The Null Device

Chinese zombie ships

Intense competition in the global fishing industry has produced some ruthless efficiencies, such as the Chinese zombie ships. Disintegrating, abandoned pirate vessels off the coast of West Africa are being repurposed into clandestine fishing vessels; patched up just enough to remain more or less afloat, the ships never see a port, with crews, supplies and catches being transferred at sea. The economic desperation of those who work on them means that workers often remain onboard for years, and don't kick up a fuss over things such as safety standards, translating into further efficiencies. This is what streamlining looks like in the grim meathook present:
Here's the thing - these ships seldom, or ever, visit a port. They're re-supplied, refuelled, re-crewed and transhipped (unloaded) at sea. The owners and crews don't seem to do any basic maintenance, apart from keeping the engine and winches running. There's no glass in the portholes, and the masts are a mess of useless wiring. These floating deathtraps don't carry any proper safety gear - on one boat, I saw the half-barrel case of an inflatable liferaft being used to store a net.

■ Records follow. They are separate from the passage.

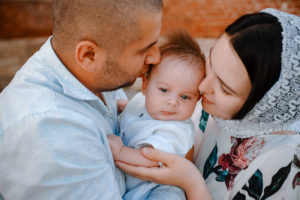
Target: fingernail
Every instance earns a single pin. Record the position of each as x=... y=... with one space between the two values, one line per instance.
x=146 y=150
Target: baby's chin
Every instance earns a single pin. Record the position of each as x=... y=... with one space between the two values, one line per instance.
x=162 y=117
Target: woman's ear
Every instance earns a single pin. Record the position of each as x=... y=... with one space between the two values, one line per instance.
x=88 y=55
x=144 y=83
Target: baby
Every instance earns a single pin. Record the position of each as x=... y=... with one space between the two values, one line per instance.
x=160 y=116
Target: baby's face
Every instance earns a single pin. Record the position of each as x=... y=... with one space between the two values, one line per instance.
x=172 y=89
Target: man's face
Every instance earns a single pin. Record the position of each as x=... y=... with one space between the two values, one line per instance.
x=122 y=69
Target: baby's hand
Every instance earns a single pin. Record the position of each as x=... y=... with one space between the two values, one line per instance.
x=121 y=104
x=116 y=144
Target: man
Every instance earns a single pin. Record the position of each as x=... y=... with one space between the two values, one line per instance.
x=59 y=108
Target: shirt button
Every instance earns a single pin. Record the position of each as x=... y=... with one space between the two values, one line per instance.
x=109 y=115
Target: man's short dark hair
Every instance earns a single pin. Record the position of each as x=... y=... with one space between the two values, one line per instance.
x=105 y=22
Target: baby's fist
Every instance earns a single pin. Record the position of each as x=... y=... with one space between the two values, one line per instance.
x=116 y=145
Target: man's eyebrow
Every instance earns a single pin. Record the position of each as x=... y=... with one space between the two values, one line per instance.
x=217 y=76
x=148 y=47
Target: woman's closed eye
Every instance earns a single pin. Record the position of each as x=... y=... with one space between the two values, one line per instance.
x=163 y=90
x=223 y=90
x=185 y=97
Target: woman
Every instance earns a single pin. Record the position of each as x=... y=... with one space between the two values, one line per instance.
x=252 y=90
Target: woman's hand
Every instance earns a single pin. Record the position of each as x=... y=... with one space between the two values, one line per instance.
x=176 y=171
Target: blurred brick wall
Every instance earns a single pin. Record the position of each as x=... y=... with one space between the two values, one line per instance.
x=208 y=18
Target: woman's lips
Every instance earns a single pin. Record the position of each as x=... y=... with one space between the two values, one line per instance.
x=167 y=113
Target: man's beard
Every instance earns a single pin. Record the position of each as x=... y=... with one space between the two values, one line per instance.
x=112 y=71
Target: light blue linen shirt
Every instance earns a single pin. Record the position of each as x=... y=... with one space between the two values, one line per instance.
x=53 y=132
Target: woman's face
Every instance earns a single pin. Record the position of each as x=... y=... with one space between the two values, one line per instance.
x=226 y=85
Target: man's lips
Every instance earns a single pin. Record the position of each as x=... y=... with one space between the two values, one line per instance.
x=205 y=100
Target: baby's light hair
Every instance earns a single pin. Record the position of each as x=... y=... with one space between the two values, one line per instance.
x=181 y=44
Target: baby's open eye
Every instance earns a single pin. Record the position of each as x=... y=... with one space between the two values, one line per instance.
x=185 y=97
x=163 y=90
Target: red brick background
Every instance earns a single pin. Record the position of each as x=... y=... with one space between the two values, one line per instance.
x=203 y=18
x=208 y=18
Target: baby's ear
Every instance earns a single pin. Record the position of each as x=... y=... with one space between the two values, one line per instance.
x=144 y=83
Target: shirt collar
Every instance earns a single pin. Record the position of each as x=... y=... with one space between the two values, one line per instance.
x=71 y=85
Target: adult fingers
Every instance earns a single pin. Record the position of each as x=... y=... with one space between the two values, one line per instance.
x=151 y=174
x=158 y=156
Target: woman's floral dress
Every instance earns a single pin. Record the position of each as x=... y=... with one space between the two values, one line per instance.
x=258 y=167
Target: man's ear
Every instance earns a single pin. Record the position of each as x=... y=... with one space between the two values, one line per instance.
x=88 y=55
x=144 y=83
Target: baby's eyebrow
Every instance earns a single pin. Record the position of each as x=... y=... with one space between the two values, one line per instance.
x=148 y=47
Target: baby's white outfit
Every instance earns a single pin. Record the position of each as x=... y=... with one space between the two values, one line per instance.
x=138 y=130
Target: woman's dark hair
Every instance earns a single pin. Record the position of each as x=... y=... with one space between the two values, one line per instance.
x=257 y=40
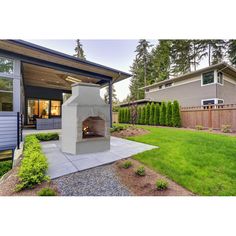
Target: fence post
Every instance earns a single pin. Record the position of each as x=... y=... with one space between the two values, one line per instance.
x=209 y=117
x=18 y=130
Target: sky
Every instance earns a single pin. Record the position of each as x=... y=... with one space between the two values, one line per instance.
x=118 y=54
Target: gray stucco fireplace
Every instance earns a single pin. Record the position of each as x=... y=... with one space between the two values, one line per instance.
x=85 y=121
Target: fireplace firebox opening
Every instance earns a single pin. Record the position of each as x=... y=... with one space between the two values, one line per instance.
x=93 y=127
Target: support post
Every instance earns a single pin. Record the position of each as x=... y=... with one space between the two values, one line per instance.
x=110 y=101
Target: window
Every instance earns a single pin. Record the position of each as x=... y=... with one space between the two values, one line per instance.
x=208 y=78
x=208 y=102
x=6 y=94
x=212 y=101
x=220 y=78
x=55 y=108
x=6 y=65
x=168 y=85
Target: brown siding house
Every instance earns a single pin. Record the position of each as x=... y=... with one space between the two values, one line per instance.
x=211 y=85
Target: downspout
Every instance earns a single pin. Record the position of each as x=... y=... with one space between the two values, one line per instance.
x=110 y=96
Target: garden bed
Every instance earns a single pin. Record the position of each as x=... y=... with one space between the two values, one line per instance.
x=129 y=131
x=10 y=180
x=146 y=185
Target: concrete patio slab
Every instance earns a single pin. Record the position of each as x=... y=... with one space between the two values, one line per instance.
x=63 y=163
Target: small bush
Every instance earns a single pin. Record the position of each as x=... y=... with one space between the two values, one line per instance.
x=46 y=192
x=199 y=127
x=47 y=136
x=127 y=164
x=161 y=184
x=226 y=128
x=33 y=166
x=140 y=171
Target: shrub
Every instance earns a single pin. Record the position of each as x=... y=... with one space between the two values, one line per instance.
x=5 y=166
x=33 y=166
x=116 y=128
x=140 y=171
x=127 y=164
x=176 y=119
x=161 y=184
x=152 y=114
x=169 y=114
x=46 y=192
x=157 y=114
x=199 y=127
x=47 y=136
x=226 y=128
x=162 y=119
x=147 y=114
x=143 y=115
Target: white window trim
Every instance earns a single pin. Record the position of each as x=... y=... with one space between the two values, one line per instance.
x=9 y=75
x=215 y=101
x=215 y=78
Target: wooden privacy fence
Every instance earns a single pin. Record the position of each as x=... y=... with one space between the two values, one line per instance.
x=213 y=116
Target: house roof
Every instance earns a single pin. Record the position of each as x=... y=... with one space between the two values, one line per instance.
x=223 y=66
x=32 y=53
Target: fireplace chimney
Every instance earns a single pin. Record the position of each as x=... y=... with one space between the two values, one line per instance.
x=85 y=121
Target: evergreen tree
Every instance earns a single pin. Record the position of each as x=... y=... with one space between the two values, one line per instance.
x=147 y=114
x=176 y=119
x=169 y=114
x=139 y=115
x=162 y=119
x=143 y=115
x=157 y=114
x=128 y=115
x=160 y=61
x=79 y=52
x=114 y=96
x=232 y=51
x=152 y=114
x=119 y=115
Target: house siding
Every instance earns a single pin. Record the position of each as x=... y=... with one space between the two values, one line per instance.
x=227 y=91
x=188 y=93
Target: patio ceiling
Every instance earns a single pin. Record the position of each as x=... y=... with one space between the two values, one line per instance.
x=59 y=64
x=50 y=78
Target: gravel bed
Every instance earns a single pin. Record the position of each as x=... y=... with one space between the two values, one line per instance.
x=98 y=181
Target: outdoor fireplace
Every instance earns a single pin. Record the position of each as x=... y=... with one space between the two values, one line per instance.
x=93 y=127
x=85 y=121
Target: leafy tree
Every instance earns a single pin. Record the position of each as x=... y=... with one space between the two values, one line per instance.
x=169 y=114
x=176 y=119
x=152 y=114
x=157 y=114
x=232 y=51
x=79 y=52
x=147 y=114
x=162 y=119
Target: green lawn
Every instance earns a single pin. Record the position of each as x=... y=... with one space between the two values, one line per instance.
x=202 y=162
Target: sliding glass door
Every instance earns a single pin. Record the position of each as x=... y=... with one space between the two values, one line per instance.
x=44 y=109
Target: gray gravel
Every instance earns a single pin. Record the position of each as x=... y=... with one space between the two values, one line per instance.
x=98 y=181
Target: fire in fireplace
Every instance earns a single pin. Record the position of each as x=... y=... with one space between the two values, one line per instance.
x=93 y=127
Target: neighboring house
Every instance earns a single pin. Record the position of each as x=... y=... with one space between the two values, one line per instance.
x=215 y=84
x=35 y=80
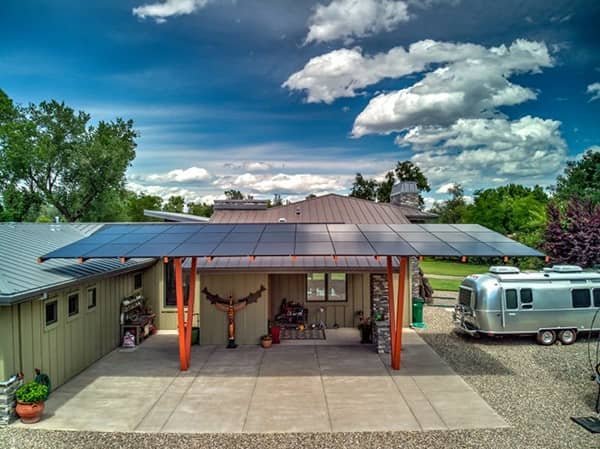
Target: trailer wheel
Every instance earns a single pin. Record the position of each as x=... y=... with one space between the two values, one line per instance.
x=546 y=337
x=567 y=336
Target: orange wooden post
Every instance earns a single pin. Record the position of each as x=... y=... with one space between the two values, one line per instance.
x=391 y=313
x=180 y=313
x=191 y=299
x=400 y=313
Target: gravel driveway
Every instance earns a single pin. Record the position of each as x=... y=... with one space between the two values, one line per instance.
x=536 y=389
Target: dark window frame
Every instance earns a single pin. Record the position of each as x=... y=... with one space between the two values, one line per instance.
x=516 y=299
x=94 y=296
x=587 y=301
x=138 y=281
x=70 y=313
x=530 y=299
x=54 y=303
x=326 y=283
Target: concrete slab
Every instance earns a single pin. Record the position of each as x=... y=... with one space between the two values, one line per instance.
x=288 y=388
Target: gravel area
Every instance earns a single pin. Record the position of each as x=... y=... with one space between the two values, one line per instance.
x=536 y=389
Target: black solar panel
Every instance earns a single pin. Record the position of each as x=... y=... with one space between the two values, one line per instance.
x=285 y=239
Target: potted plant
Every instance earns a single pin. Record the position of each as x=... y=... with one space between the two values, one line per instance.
x=30 y=401
x=266 y=341
x=366 y=330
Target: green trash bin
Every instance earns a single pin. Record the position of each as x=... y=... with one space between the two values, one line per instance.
x=418 y=313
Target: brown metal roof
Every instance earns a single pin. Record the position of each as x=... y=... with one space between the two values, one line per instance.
x=330 y=208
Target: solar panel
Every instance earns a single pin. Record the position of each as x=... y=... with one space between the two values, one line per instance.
x=312 y=237
x=353 y=248
x=314 y=249
x=475 y=249
x=454 y=237
x=274 y=249
x=348 y=237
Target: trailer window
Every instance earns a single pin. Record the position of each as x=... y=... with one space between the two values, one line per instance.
x=526 y=296
x=581 y=297
x=511 y=299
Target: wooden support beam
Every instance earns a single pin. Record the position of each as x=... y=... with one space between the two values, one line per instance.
x=402 y=273
x=177 y=266
x=190 y=314
x=391 y=311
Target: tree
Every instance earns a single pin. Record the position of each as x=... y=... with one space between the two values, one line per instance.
x=234 y=194
x=364 y=188
x=138 y=202
x=200 y=209
x=174 y=204
x=452 y=210
x=52 y=151
x=581 y=179
x=573 y=236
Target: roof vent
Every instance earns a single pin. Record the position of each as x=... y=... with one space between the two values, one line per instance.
x=503 y=269
x=565 y=269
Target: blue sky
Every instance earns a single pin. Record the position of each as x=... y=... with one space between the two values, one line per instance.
x=295 y=97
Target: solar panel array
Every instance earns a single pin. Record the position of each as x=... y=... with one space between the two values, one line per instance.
x=284 y=239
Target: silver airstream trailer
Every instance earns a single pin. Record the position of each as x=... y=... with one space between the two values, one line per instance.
x=558 y=302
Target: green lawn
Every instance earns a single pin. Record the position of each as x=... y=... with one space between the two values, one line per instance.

Back on the Esperanza, we try to put together what we'd witnessed. When asked what it was like 'out there', we answer 'grim'. I wondered how the fishing company could convince these men to spend time living on such dangerous ships, half around the world from their loved ones. Do their families know where they were? These trawlers might be engaged in illegal fishing activities, stealing fish from the countries of West Africa, but it seems that the fishermen themselves are just pawns of some brutal corporate policy, where human life is cheap, and profits take priority.